Support Luwana Dyer's Fight Against Ovarian Cancer

** Update: 5/6/25

My appts were rescheduled due to some health issues that kept me from traveling. I am headed to AZ next week to meet with the integrative oncology team, as well as starting with a new ND next week as well. I will update everyone on my tx planning after my appts!! I am healing OK after surgery and feeling a bit better at the moment. TY to everyone for the well wishes and the donations - it has made a world of difference.

** Update: 4/7/25. Please see below for more details.

Luwana Dyer has spent her life taking care of others: as a therapist, as an adoptive mother of six incredible teens, and in her animal rescue that saved hundreds of animals and helped them find loving homes. She deserves an amazing amount of credit for all of the help she has given, and now she’s the one who needs support.

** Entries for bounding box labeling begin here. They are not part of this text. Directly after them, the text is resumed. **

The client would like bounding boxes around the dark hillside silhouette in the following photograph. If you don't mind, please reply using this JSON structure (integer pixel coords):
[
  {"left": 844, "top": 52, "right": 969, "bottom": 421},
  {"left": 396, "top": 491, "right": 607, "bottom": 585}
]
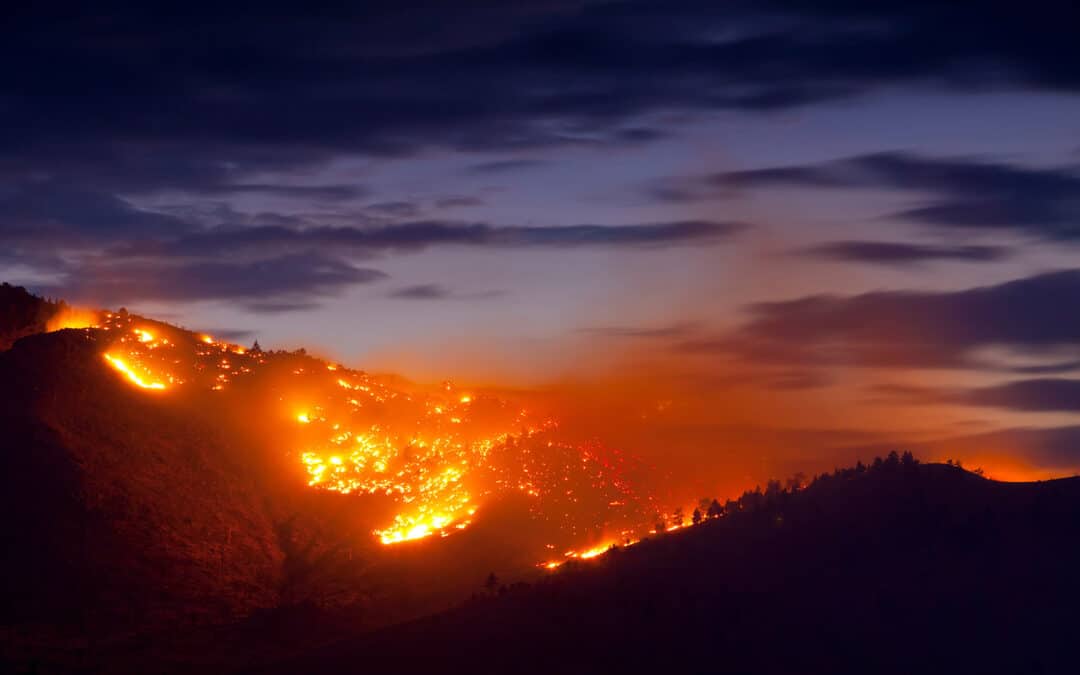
[
  {"left": 0, "top": 286, "right": 1080, "bottom": 675},
  {"left": 0, "top": 283, "right": 67, "bottom": 351},
  {"left": 259, "top": 456, "right": 1080, "bottom": 674}
]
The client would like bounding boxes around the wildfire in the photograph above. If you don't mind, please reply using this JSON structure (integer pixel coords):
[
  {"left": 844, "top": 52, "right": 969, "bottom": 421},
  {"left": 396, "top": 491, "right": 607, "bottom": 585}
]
[
  {"left": 105, "top": 354, "right": 165, "bottom": 389},
  {"left": 92, "top": 312, "right": 654, "bottom": 559}
]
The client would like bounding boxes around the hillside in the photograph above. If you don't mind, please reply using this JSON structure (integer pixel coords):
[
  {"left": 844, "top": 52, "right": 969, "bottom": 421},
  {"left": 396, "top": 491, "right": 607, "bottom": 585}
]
[
  {"left": 0, "top": 283, "right": 66, "bottom": 351},
  {"left": 6, "top": 287, "right": 1080, "bottom": 674},
  {"left": 258, "top": 464, "right": 1080, "bottom": 674},
  {"left": 0, "top": 289, "right": 652, "bottom": 673}
]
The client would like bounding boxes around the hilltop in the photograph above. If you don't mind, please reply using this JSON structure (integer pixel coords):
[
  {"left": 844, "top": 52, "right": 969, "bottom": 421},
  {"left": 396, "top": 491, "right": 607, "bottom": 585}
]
[
  {"left": 0, "top": 286, "right": 1080, "bottom": 674},
  {"left": 0, "top": 287, "right": 648, "bottom": 672}
]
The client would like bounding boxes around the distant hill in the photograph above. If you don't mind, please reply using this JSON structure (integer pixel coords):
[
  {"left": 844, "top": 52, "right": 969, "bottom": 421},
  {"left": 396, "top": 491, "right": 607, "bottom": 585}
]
[
  {"left": 6, "top": 286, "right": 1080, "bottom": 674},
  {"left": 0, "top": 283, "right": 67, "bottom": 351},
  {"left": 258, "top": 462, "right": 1080, "bottom": 674}
]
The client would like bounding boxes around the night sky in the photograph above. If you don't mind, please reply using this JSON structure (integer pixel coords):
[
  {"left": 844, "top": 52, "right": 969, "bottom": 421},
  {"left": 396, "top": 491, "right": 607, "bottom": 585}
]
[{"left": 6, "top": 0, "right": 1080, "bottom": 487}]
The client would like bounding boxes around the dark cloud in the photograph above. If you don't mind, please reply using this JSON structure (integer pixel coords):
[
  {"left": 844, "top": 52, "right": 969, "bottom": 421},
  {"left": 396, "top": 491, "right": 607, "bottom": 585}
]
[
  {"left": 39, "top": 252, "right": 387, "bottom": 311},
  {"left": 195, "top": 183, "right": 370, "bottom": 202},
  {"left": 797, "top": 241, "right": 1011, "bottom": 266},
  {"left": 114, "top": 220, "right": 746, "bottom": 257},
  {"left": 680, "top": 270, "right": 1080, "bottom": 368},
  {"left": 0, "top": 0, "right": 1080, "bottom": 196},
  {"left": 243, "top": 300, "right": 322, "bottom": 314},
  {"left": 465, "top": 160, "right": 549, "bottom": 174},
  {"left": 387, "top": 284, "right": 451, "bottom": 300},
  {"left": 365, "top": 201, "right": 420, "bottom": 218},
  {"left": 387, "top": 284, "right": 505, "bottom": 300},
  {"left": 707, "top": 152, "right": 1080, "bottom": 240},
  {"left": 435, "top": 195, "right": 485, "bottom": 208},
  {"left": 0, "top": 181, "right": 192, "bottom": 240},
  {"left": 956, "top": 378, "right": 1080, "bottom": 413}
]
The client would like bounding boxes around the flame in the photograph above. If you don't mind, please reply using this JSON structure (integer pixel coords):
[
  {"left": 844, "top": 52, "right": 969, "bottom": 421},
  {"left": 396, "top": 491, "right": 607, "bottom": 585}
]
[
  {"left": 104, "top": 354, "right": 165, "bottom": 389},
  {"left": 88, "top": 312, "right": 654, "bottom": 559},
  {"left": 45, "top": 309, "right": 98, "bottom": 333}
]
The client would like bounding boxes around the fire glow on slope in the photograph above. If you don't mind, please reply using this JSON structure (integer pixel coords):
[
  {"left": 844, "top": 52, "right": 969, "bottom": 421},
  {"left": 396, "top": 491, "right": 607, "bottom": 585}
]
[{"left": 98, "top": 313, "right": 654, "bottom": 550}]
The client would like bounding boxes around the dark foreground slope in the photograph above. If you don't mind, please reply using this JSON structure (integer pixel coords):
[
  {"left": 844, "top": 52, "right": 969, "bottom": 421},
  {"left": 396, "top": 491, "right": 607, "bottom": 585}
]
[{"left": 259, "top": 464, "right": 1080, "bottom": 674}]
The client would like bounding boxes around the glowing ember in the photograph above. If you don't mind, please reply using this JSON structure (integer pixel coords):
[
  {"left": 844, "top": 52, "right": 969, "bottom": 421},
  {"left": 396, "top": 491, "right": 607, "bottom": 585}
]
[
  {"left": 97, "top": 312, "right": 656, "bottom": 559},
  {"left": 105, "top": 354, "right": 165, "bottom": 389}
]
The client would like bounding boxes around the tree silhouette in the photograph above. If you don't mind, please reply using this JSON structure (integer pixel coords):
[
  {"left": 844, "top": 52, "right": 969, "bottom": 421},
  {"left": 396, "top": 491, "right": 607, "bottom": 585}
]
[
  {"left": 672, "top": 507, "right": 686, "bottom": 527},
  {"left": 705, "top": 499, "right": 724, "bottom": 518}
]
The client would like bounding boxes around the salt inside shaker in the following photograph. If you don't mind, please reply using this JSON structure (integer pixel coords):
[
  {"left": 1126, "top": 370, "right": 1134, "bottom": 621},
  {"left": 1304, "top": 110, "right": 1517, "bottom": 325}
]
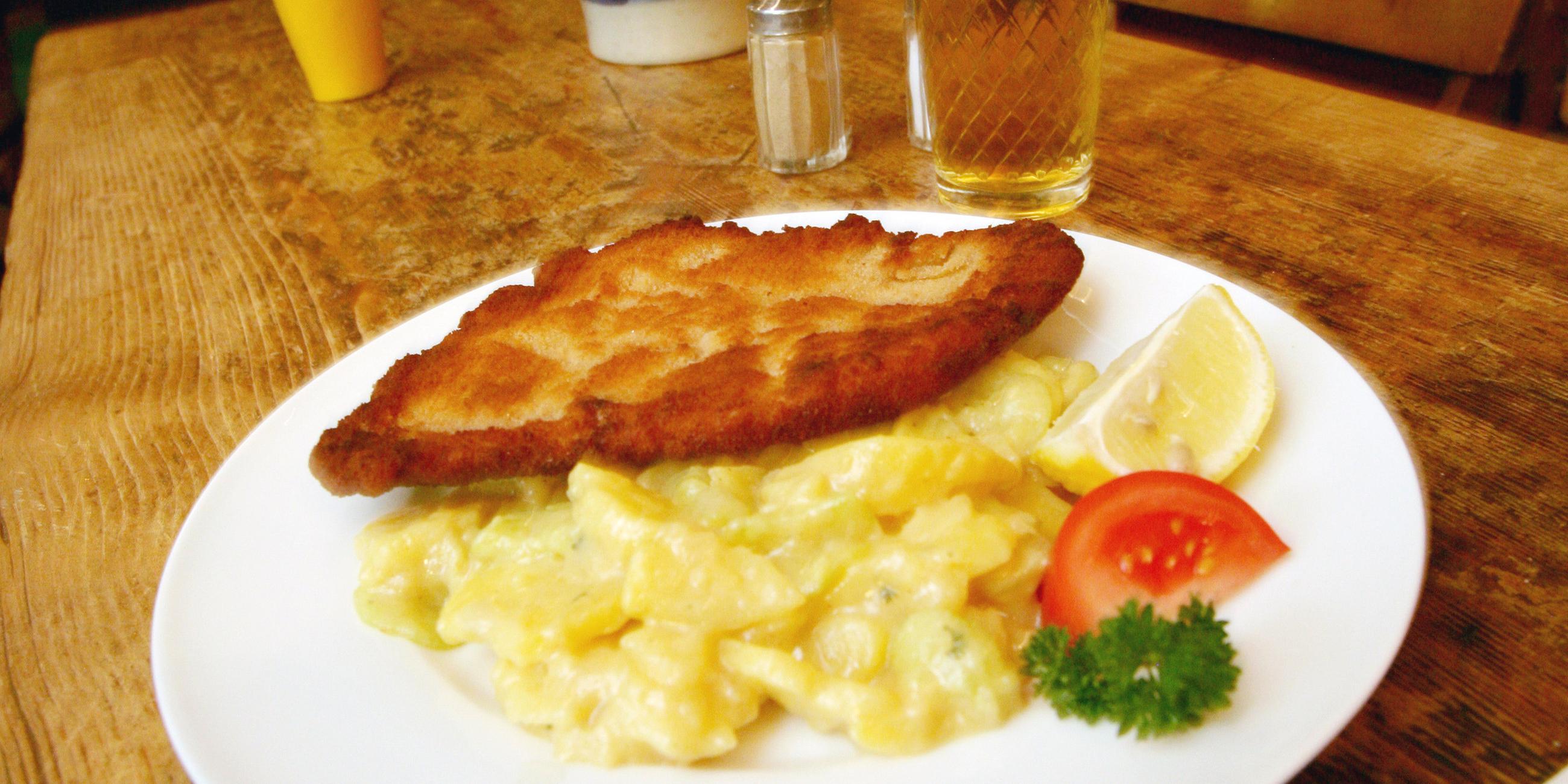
[
  {"left": 747, "top": 0, "right": 850, "bottom": 174},
  {"left": 903, "top": 0, "right": 931, "bottom": 152}
]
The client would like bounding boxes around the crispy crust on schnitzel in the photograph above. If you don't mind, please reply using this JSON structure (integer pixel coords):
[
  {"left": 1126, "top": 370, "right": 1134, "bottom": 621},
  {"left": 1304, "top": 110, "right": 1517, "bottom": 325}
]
[{"left": 311, "top": 217, "right": 1084, "bottom": 496}]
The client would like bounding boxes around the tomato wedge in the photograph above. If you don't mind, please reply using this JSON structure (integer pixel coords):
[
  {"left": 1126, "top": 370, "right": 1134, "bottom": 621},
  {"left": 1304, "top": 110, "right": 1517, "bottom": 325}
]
[{"left": 1040, "top": 470, "right": 1291, "bottom": 635}]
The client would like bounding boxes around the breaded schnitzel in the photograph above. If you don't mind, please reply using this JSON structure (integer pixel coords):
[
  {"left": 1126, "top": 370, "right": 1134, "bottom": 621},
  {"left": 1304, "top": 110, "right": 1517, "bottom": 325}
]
[{"left": 311, "top": 217, "right": 1084, "bottom": 496}]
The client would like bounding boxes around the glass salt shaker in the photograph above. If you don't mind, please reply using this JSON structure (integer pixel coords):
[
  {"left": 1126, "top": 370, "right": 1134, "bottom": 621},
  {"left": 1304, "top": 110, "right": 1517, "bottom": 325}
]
[
  {"left": 903, "top": 0, "right": 931, "bottom": 151},
  {"left": 747, "top": 0, "right": 850, "bottom": 174}
]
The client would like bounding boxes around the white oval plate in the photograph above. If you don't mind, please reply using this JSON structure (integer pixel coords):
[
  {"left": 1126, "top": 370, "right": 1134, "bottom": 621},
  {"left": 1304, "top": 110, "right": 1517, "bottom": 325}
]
[{"left": 152, "top": 212, "right": 1427, "bottom": 784}]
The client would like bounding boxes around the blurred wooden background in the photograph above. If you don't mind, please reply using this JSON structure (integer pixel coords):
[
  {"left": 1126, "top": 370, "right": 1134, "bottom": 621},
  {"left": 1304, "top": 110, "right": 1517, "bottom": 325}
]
[{"left": 0, "top": 0, "right": 1568, "bottom": 280}]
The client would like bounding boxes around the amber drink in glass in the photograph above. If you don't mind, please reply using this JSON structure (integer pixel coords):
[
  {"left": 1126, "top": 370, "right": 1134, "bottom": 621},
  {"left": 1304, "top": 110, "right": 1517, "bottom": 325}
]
[{"left": 917, "top": 0, "right": 1110, "bottom": 218}]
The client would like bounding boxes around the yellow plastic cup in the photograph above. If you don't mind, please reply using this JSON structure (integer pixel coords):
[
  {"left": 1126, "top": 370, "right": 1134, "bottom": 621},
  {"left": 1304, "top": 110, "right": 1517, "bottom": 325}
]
[{"left": 273, "top": 0, "right": 387, "bottom": 102}]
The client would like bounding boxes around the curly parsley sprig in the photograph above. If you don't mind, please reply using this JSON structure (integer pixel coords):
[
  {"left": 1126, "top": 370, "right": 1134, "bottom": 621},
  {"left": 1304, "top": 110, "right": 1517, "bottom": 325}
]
[{"left": 1024, "top": 596, "right": 1242, "bottom": 739}]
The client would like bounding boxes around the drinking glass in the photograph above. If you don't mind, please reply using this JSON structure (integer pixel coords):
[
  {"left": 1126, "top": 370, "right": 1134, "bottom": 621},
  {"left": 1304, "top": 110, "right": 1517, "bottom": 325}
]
[{"left": 917, "top": 0, "right": 1110, "bottom": 218}]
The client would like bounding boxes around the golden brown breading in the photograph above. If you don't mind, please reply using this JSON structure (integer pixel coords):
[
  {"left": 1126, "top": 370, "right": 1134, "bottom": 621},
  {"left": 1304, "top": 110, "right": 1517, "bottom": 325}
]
[{"left": 311, "top": 217, "right": 1084, "bottom": 496}]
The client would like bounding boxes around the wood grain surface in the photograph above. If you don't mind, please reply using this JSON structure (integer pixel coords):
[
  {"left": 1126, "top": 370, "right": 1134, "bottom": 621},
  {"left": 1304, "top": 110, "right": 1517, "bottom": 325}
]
[{"left": 0, "top": 0, "right": 1568, "bottom": 782}]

Luwana was recently diagnosed with ovarian cancer. She’s pouring a lot of energy into finding the most advanced and helpful treatment options—but many of these treatments aren’t covered by insurance, and the costs are intense (More than Luwana can afford).

She is working hard on recovery and treatment planning while trying to keep things steady at home. She hopes to return to work, but is unsure of when, and she shouldn’t have to carry all of this at once. She deserves some room to breathe and focus on getting well without worrying that she cannot afford to stay alive.

We hope this fundraiser will help cover her treatment costs, travel when her care takes her out of town, and giving her a bit of support at home while she gets through this.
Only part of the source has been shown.